Все это было совершенно невероятно, поэтому рассказ Гофмана вызвал у слушателей недоверие: скептики кричали о лжи, более снисходительные говорили о сумасшествии.
Между тем один из присутствующих подал хороший и простой совет:
– Вы провели ночь, говорите вы, в гостинице на улице Сент-Оноре?
– Да.
– Вы все выигранное золото выложили на стол?
– Да.
– Вы ужинали там и провели ночь с женщиной, голова которой поутру покатилась к вашим ногам, и это вселило в вас ужас, под влиянием которого вы стали метаться по городу?
– Да!
– Ну, так отыщем гостиницу. Золото, скорее всего, исчезло, но, может быть, там осталась женщина.
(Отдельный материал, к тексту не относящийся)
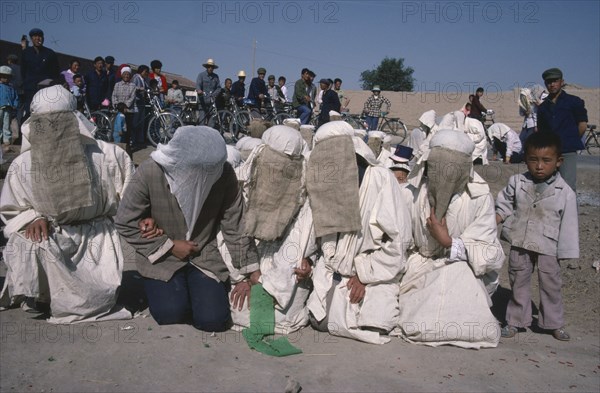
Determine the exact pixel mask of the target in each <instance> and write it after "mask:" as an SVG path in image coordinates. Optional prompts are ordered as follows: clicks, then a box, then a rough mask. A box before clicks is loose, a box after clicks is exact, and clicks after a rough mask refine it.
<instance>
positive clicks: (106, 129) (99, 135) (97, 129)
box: [90, 111, 113, 142]
mask: <svg viewBox="0 0 600 393" xmlns="http://www.w3.org/2000/svg"><path fill="white" fill-rule="evenodd" d="M90 120H91V121H92V122H93V123H94V124H95V125H96V129H95V130H94V138H96V139H98V140H101V141H104V142H111V141H112V140H113V137H112V133H113V125H112V121H110V118H109V117H108V116H107V115H106V114H105V113H104V112H102V111H95V112H92V113H90Z"/></svg>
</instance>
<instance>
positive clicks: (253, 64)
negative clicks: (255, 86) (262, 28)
mask: <svg viewBox="0 0 600 393" xmlns="http://www.w3.org/2000/svg"><path fill="white" fill-rule="evenodd" d="M255 66H256V38H253V39H252V74H250V75H252V76H254V75H255V72H254V71H255V70H254V67H255Z"/></svg>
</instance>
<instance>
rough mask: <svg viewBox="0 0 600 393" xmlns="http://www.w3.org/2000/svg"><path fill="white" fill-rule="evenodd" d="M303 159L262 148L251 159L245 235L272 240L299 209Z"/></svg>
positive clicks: (292, 219) (300, 191) (259, 238)
mask: <svg viewBox="0 0 600 393" xmlns="http://www.w3.org/2000/svg"><path fill="white" fill-rule="evenodd" d="M303 165H304V157H303V156H301V155H298V156H288V155H286V154H283V153H280V152H278V151H276V150H273V149H272V148H270V147H269V146H265V147H264V149H263V150H262V152H260V154H259V155H258V156H257V157H256V159H255V160H254V165H253V166H252V174H251V180H250V191H249V194H248V208H247V210H246V214H245V220H246V228H245V234H247V235H249V236H253V237H255V238H257V239H261V240H276V239H279V238H280V237H281V236H283V234H284V232H285V229H286V227H287V226H288V224H289V223H290V222H291V221H292V220H293V219H294V217H295V216H296V214H297V213H298V211H299V210H300V206H301V202H302V198H303V194H304V186H303V184H302V182H303V176H302V169H303V168H302V167H303Z"/></svg>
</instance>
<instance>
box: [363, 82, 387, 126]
mask: <svg viewBox="0 0 600 393" xmlns="http://www.w3.org/2000/svg"><path fill="white" fill-rule="evenodd" d="M371 92H372V93H373V94H372V95H371V96H370V97H369V98H367V101H365V106H364V108H363V113H364V114H365V116H366V120H367V124H368V126H369V131H375V130H376V129H377V123H378V122H379V117H381V116H383V117H385V116H386V115H387V114H388V112H389V111H390V107H391V106H392V104H391V103H390V100H388V99H387V98H385V97H383V96H382V95H381V88H380V87H379V85H375V86H373V88H372V89H371ZM384 104H385V106H386V108H385V110H382V107H383V105H384Z"/></svg>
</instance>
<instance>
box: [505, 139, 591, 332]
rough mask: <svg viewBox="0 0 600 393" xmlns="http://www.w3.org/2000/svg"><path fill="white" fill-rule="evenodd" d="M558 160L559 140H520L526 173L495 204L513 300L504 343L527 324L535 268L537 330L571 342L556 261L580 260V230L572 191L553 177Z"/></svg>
mask: <svg viewBox="0 0 600 393" xmlns="http://www.w3.org/2000/svg"><path fill="white" fill-rule="evenodd" d="M562 161H563V158H562V155H561V143H560V138H559V137H558V135H556V134H554V133H541V132H536V133H533V134H532V135H531V136H530V137H529V138H527V140H526V141H525V162H526V164H527V172H525V173H522V174H519V175H514V176H512V177H511V178H510V179H509V181H508V186H507V187H506V188H505V189H504V190H502V191H500V193H499V194H498V199H497V200H496V222H497V223H500V222H504V228H503V231H502V233H503V234H504V235H505V237H506V238H507V240H508V241H509V242H510V243H511V249H510V256H509V261H508V274H509V279H510V285H511V287H512V297H511V299H510V301H509V302H508V307H507V310H506V322H507V325H506V326H505V327H504V328H502V333H501V334H502V337H505V338H510V337H514V336H515V334H516V333H517V332H518V331H519V329H522V328H526V327H528V326H530V325H531V322H532V315H531V314H532V311H531V274H532V273H533V269H534V266H535V265H536V264H537V265H538V277H539V286H540V307H539V318H538V326H539V327H540V328H542V329H546V330H551V331H552V335H553V336H554V338H556V339H557V340H561V341H568V340H570V336H569V334H568V333H567V332H566V331H565V329H564V318H563V311H564V310H563V302H562V296H561V285H562V280H561V278H560V264H559V260H561V259H572V258H579V225H578V218H577V200H576V195H575V192H574V191H573V190H572V189H571V188H570V187H569V186H568V185H567V183H566V182H565V181H564V180H563V178H562V177H561V176H560V173H559V172H558V168H559V167H560V165H561V164H562ZM511 216H512V217H511ZM509 217H510V219H508V218H509ZM507 219H508V220H507Z"/></svg>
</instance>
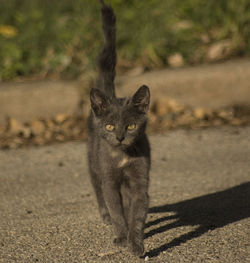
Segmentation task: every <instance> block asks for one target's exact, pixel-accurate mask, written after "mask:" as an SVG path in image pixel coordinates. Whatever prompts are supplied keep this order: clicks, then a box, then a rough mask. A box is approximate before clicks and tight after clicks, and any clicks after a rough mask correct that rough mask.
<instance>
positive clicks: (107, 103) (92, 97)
mask: <svg viewBox="0 0 250 263" xmlns="http://www.w3.org/2000/svg"><path fill="white" fill-rule="evenodd" d="M90 102H91V108H92V110H93V111H94V113H95V114H96V115H97V116H100V115H102V114H103V113H105V112H106V111H107V108H108V99H107V98H106V96H105V95H104V94H103V93H102V92H101V91H100V90H98V89H95V88H92V89H91V90H90Z"/></svg>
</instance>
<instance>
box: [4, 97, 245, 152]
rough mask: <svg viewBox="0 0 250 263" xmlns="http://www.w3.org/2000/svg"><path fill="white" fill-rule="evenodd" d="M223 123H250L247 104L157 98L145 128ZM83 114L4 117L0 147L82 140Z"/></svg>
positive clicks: (159, 128)
mask: <svg viewBox="0 0 250 263" xmlns="http://www.w3.org/2000/svg"><path fill="white" fill-rule="evenodd" d="M223 125H233V126H243V125H250V106H248V105H234V106H232V107H227V108H222V109H219V110H211V109H205V108H191V107H189V106H185V105H182V104H179V103H177V101H175V100H173V99H170V98H166V97H163V98H158V99H157V100H156V101H154V102H153V103H152V106H151V108H150V111H149V125H148V131H149V133H150V134H152V133H162V132H165V131H168V130H172V129H178V128H187V129H202V128H206V127H218V126H223ZM86 126H87V115H84V114H82V115H81V116H72V115H67V114H59V115H57V116H56V117H55V118H50V119H36V120H33V121H30V122H25V123H22V122H19V121H17V120H16V119H14V118H8V119H7V120H6V123H5V125H3V126H0V148H4V149H8V148H18V147H23V146H29V145H47V144H51V143H55V142H66V141H72V140H77V141H82V140H86V138H87V128H86Z"/></svg>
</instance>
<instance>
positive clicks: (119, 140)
mask: <svg viewBox="0 0 250 263" xmlns="http://www.w3.org/2000/svg"><path fill="white" fill-rule="evenodd" d="M116 139H117V140H118V141H119V142H122V141H123V140H124V136H123V135H116Z"/></svg>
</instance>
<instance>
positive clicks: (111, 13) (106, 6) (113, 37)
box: [96, 0, 116, 98]
mask: <svg viewBox="0 0 250 263" xmlns="http://www.w3.org/2000/svg"><path fill="white" fill-rule="evenodd" d="M99 2H100V3H101V5H102V10H101V13H102V29H103V34H104V45H103V47H102V50H101V52H100V54H99V56H98V60H97V66H98V73H99V76H98V80H97V83H96V88H97V89H99V90H101V91H102V92H103V93H104V94H105V95H106V96H107V97H109V98H113V97H115V88H114V79H115V66H116V43H115V42H116V28H115V24H116V17H115V14H114V11H113V9H112V7H111V6H109V5H106V4H105V2H104V0H99Z"/></svg>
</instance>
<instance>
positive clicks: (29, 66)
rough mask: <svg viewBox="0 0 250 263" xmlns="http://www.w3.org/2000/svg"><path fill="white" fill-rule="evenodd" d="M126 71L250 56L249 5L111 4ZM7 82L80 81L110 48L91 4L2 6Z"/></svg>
mask: <svg viewBox="0 0 250 263" xmlns="http://www.w3.org/2000/svg"><path fill="white" fill-rule="evenodd" d="M109 2H110V3H111V4H112V6H113V7H114V9H115V12H116V14H117V17H118V23H117V31H118V32H117V47H118V56H119V60H118V61H119V63H118V69H120V70H127V69H128V68H132V67H134V66H142V67H144V68H145V69H154V68H160V67H166V66H182V65H193V64H198V63H204V62H208V61H209V62H211V61H218V60H222V59H229V58H232V57H235V56H249V55H250V1H249V0H240V1H239V0H220V1H218V0H210V1H205V0H182V1H176V0H167V1H162V0H147V1H139V0H126V1H124V0H110V1H109ZM0 4H1V9H0V61H1V63H0V78H1V80H11V79H14V78H16V77H20V76H21V77H27V76H31V75H32V76H34V75H36V76H37V77H40V78H41V77H48V76H49V77H54V78H70V79H72V78H78V77H79V76H80V75H82V74H85V72H86V71H89V70H93V68H94V65H95V57H96V54H97V51H98V50H99V48H100V46H101V43H102V36H101V26H100V12H99V11H100V7H99V5H98V1H97V0H96V1H88V0H74V1H69V0H60V1H57V0H21V1H20V0H8V1H6V0H1V1H0Z"/></svg>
– Да! – закричали все присутствовавшие хором. – Отыщем, отыщем!
Гофману очень не хотелось участвовать в этих поисках, но ему ничего не оставалось, как повиноваться бушующей толпе, собравшейся вокруг него и скандирующей «отыщем». Он вышел из церкви и в поисках гостиницы отправился вдоль улицы Сент-Оноре.